## anonymous 4 years ago Is $$(0,1)\cup\{2\}$$ open or closed?

1. anonymous

Howcome? :(

2. anonymous

i would not say open because the complement is not closed

3. anonymous

This is what I did:

4. anonymous

open it is

5. anonymous

depends on your definition of open but one definition is for every element in A there is an open neighborhood contained in A that is not the case for the number 2

6. anonymous

A is open if $\forall x \in A \exists \epsilon\text { such that } (x-\epsilon,x+\epsilon)\in A$

7. anonymous

also clearly not closed, since it does not contain all its limit points (namely 0 and 1)

8. anonymous

Theorem: If a set $$A$$ has an isolated point, then it cannot be an open set.
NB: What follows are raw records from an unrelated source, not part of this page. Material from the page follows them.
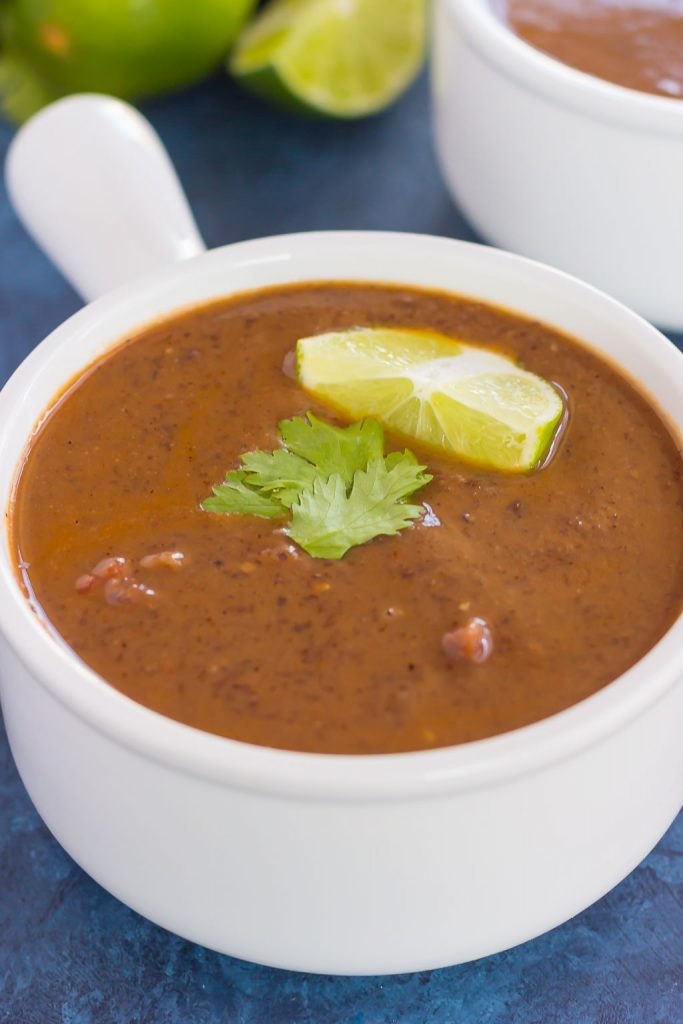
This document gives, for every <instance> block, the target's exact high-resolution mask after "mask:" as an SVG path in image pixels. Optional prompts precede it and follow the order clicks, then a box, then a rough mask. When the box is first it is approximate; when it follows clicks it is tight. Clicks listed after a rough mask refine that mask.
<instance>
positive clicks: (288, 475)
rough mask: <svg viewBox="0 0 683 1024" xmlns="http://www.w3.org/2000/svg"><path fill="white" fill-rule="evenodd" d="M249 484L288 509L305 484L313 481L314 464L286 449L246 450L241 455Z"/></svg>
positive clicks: (306, 486) (292, 502) (312, 481)
mask: <svg viewBox="0 0 683 1024" xmlns="http://www.w3.org/2000/svg"><path fill="white" fill-rule="evenodd" d="M242 465H243V467H244V470H245V478H246V481H247V483H248V484H249V486H251V487H258V488H260V489H261V490H262V492H264V493H266V494H267V495H268V497H270V498H272V499H273V500H274V501H279V502H280V504H281V505H284V506H285V507H286V508H289V507H290V506H291V505H293V504H294V502H295V501H296V500H297V498H298V497H299V495H300V494H301V492H302V490H303V489H304V488H305V487H310V486H312V484H313V480H314V479H315V477H316V475H317V472H316V470H315V467H314V466H311V464H310V463H309V462H306V460H305V459H302V458H301V457H300V456H298V455H295V454H294V453H293V452H288V451H287V450H286V449H275V451H274V452H248V453H247V455H243V457H242Z"/></svg>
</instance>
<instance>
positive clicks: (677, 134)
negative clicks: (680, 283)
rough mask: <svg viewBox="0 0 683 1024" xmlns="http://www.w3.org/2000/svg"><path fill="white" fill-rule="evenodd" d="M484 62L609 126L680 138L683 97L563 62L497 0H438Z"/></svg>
mask: <svg viewBox="0 0 683 1024" xmlns="http://www.w3.org/2000/svg"><path fill="white" fill-rule="evenodd" d="M439 2H440V5H441V9H442V10H444V11H445V12H446V14H447V16H449V17H450V18H451V20H452V22H454V23H456V24H457V25H458V26H459V27H460V29H461V30H462V32H463V33H464V34H465V35H466V37H467V39H468V40H469V41H470V43H471V44H472V45H473V46H474V47H475V49H476V50H477V52H478V54H479V56H480V57H481V58H482V59H483V60H485V61H486V63H488V65H490V66H492V67H494V68H496V69H498V70H499V71H503V72H504V73H505V74H506V75H507V77H508V78H510V79H512V80H513V81H515V82H516V83H518V84H521V85H523V86H525V87H526V88H527V89H528V90H529V91H531V92H533V93H535V94H536V95H541V96H544V97H545V98H547V99H549V100H551V101H553V102H559V103H561V104H562V105H565V106H568V108H570V109H572V110H573V111H575V112H578V113H581V114H584V115H588V116H590V117H591V118H593V119H598V120H601V121H605V122H607V123H609V124H614V123H616V124H620V125H623V126H626V127H630V128H632V129H635V130H638V131H639V132H643V133H646V134H673V135H678V136H679V137H680V138H681V141H683V97H681V98H678V97H674V96H671V97H670V96H659V95H655V94H652V93H647V92H640V91H639V90H638V89H632V88H629V87H628V86H624V85H618V84H616V83H614V82H608V81H607V80H605V79H602V78H598V77H597V76H595V75H590V74H588V73H587V72H583V71H580V70H579V69H578V68H572V67H571V66H570V65H565V63H562V62H561V61H560V60H558V59H557V58H556V57H553V56H550V55H549V54H547V53H544V52H543V51H542V50H539V49H537V48H536V47H535V46H532V45H531V44H530V43H527V42H526V41H525V40H523V39H521V38H520V37H519V36H517V35H515V33H514V32H513V31H512V29H510V28H509V27H508V26H507V25H506V24H505V20H504V18H503V16H502V15H501V14H499V13H498V12H497V11H496V10H495V2H496V0H439Z"/></svg>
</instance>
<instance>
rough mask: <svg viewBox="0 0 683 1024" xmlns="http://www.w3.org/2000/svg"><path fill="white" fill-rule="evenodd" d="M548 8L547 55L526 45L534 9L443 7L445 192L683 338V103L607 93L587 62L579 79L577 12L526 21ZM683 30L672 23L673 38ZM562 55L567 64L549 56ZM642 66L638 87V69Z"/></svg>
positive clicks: (487, 233) (522, 250) (433, 98)
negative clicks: (516, 26) (574, 66)
mask: <svg viewBox="0 0 683 1024" xmlns="http://www.w3.org/2000/svg"><path fill="white" fill-rule="evenodd" d="M542 7H543V9H544V11H546V14H545V16H544V26H547V25H548V24H550V25H551V29H550V30H548V29H546V28H544V30H543V31H544V33H546V32H547V33H548V35H547V37H546V36H545V35H544V40H545V43H544V45H543V46H542V45H541V41H539V48H537V46H529V45H528V43H527V42H526V41H525V38H526V35H527V34H528V33H530V29H529V30H528V33H527V29H526V28H524V31H523V32H522V30H521V23H520V25H519V28H516V23H515V20H514V12H515V11H518V12H520V16H521V11H522V5H521V0H520V2H519V4H517V3H516V2H515V3H512V4H507V5H504V4H503V2H502V0H436V3H435V31H434V33H433V35H432V40H433V42H432V45H433V50H434V55H433V62H432V68H433V71H432V95H433V101H434V128H435V140H436V150H437V154H438V157H439V162H440V166H441V170H442V172H443V176H444V178H445V181H446V183H447V185H449V186H450V188H451V190H452V193H453V195H454V197H455V199H456V202H457V203H458V205H459V207H460V208H461V210H462V211H463V212H464V213H465V215H466V216H467V218H468V219H469V220H470V222H471V223H472V224H473V225H474V227H475V228H476V229H477V231H479V232H480V233H481V236H482V237H483V238H485V239H486V240H487V241H489V242H492V243H493V244H494V245H497V246H501V247H502V248H505V249H511V250H513V251H514V252H518V253H521V254H522V255H524V256H528V257H530V258H532V259H538V260H543V261H545V262H547V263H550V264H552V265H553V266H557V267H559V268H560V269H563V270H566V271H567V272H568V273H573V274H577V275H578V276H580V278H582V279H583V280H585V281H588V282H589V283H590V284H593V285H595V286H596V287H597V288H601V289H603V290H604V291H606V292H607V293H608V294H610V295H613V296H614V297H615V298H617V299H621V300H622V301H623V302H626V303H627V304H628V305H630V306H631V307H632V308H633V309H635V310H637V311H638V312H640V313H641V314H642V315H644V316H646V317H647V318H648V319H650V321H652V322H653V323H655V324H658V325H660V326H661V327H665V328H668V329H670V330H676V331H683V291H682V290H681V287H680V238H681V226H682V225H681V214H680V209H681V204H680V181H681V179H682V178H683V103H681V102H680V99H679V98H676V97H674V96H672V95H671V94H669V95H665V94H653V93H649V92H644V91H637V90H636V89H634V88H631V87H629V88H625V87H624V86H625V85H629V84H630V83H629V82H624V84H623V85H617V84H614V82H612V81H606V78H608V77H613V76H610V75H609V74H607V73H606V74H605V78H604V79H603V78H598V77H596V72H597V67H598V66H597V62H596V63H595V72H594V74H589V75H587V74H585V72H583V71H580V70H578V69H579V68H580V67H582V65H581V62H580V59H579V57H578V56H575V59H574V62H575V65H577V67H570V65H571V62H572V61H571V60H570V59H569V56H570V54H569V48H570V47H571V43H572V40H573V41H574V42H575V49H572V52H573V53H574V55H575V53H577V51H578V50H580V49H582V47H583V43H581V41H577V40H575V38H574V37H572V36H571V35H570V34H567V33H565V32H562V33H558V34H557V35H556V34H555V33H554V32H553V31H552V26H553V25H554V24H555V22H556V19H557V20H559V18H560V16H561V12H564V11H571V10H573V9H574V4H573V3H572V2H570V0H567V3H566V4H563V3H560V2H559V0H557V2H549V3H547V4H543V3H538V4H531V3H529V5H528V6H524V7H523V9H525V10H528V9H530V10H532V11H539V10H540V9H541V8H542ZM581 9H582V10H588V9H589V6H588V5H586V6H583V5H582V7H581ZM590 9H591V10H592V11H593V12H594V13H595V16H596V18H597V17H598V12H599V11H601V10H606V9H607V7H606V5H605V4H604V3H602V2H600V0H598V2H596V3H595V4H591V5H590ZM609 9H612V8H611V7H610V8H609ZM674 9H675V8H674V7H673V5H672V7H671V10H672V11H673V10H674ZM506 10H507V11H508V12H509V17H510V18H511V19H512V25H510V24H508V22H507V20H506V17H505V11H506ZM679 13H680V12H679ZM614 16H615V17H616V15H614ZM652 16H653V17H655V16H656V15H654V14H653V15H652ZM566 18H567V20H568V19H569V18H570V14H569V13H567V15H566ZM620 19H621V15H620ZM679 20H680V18H679V19H677V18H672V23H671V34H672V38H673V36H674V35H675V34H676V33H677V32H678V31H679V28H678V26H679ZM565 24H566V23H565V22H564V20H563V22H562V25H563V26H565ZM586 24H587V26H589V27H590V26H593V24H594V23H593V19H592V18H589V17H588V16H587V19H586ZM620 24H622V22H621V20H620ZM524 25H526V23H524ZM539 31H541V30H539ZM518 32H519V35H518V34H517V33H518ZM587 32H588V30H587ZM520 35H521V36H524V37H525V38H520ZM664 35H665V33H664V32H663V36H664ZM666 38H667V39H669V30H667V33H666ZM539 40H540V37H539ZM553 40H554V41H553ZM546 44H547V45H546ZM560 47H561V48H562V52H564V51H565V48H566V56H567V62H566V63H564V62H561V61H560V59H555V57H554V56H549V55H548V53H547V52H543V50H544V49H548V50H549V52H555V51H556V50H557V51H559V50H560ZM556 56H561V54H560V52H556ZM596 60H597V58H596ZM629 67H630V75H631V76H634V75H635V74H636V71H635V69H636V63H635V61H633V62H632V61H630V62H629ZM622 69H623V66H622ZM631 81H633V78H632V79H631Z"/></svg>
Proof: Let $$a\in A$$ be an isolated point in A. Then there exists an $$\epsilon$$-neighborhood $$V_{\epsilon}(a)$$ such that $$V_{\epsilon}(a)\cap A=\{a\}$$. It follows that $$A$$ cannot be open since there exists no $$\epsilon$$-neighborhood $$V_{\epsilon}(a)$$ such that $$V_{\epsilon}(a)\subseteq A$$. $$\blacksquare$$

9. anonymous

(with $$\epsilon>0$$, that is)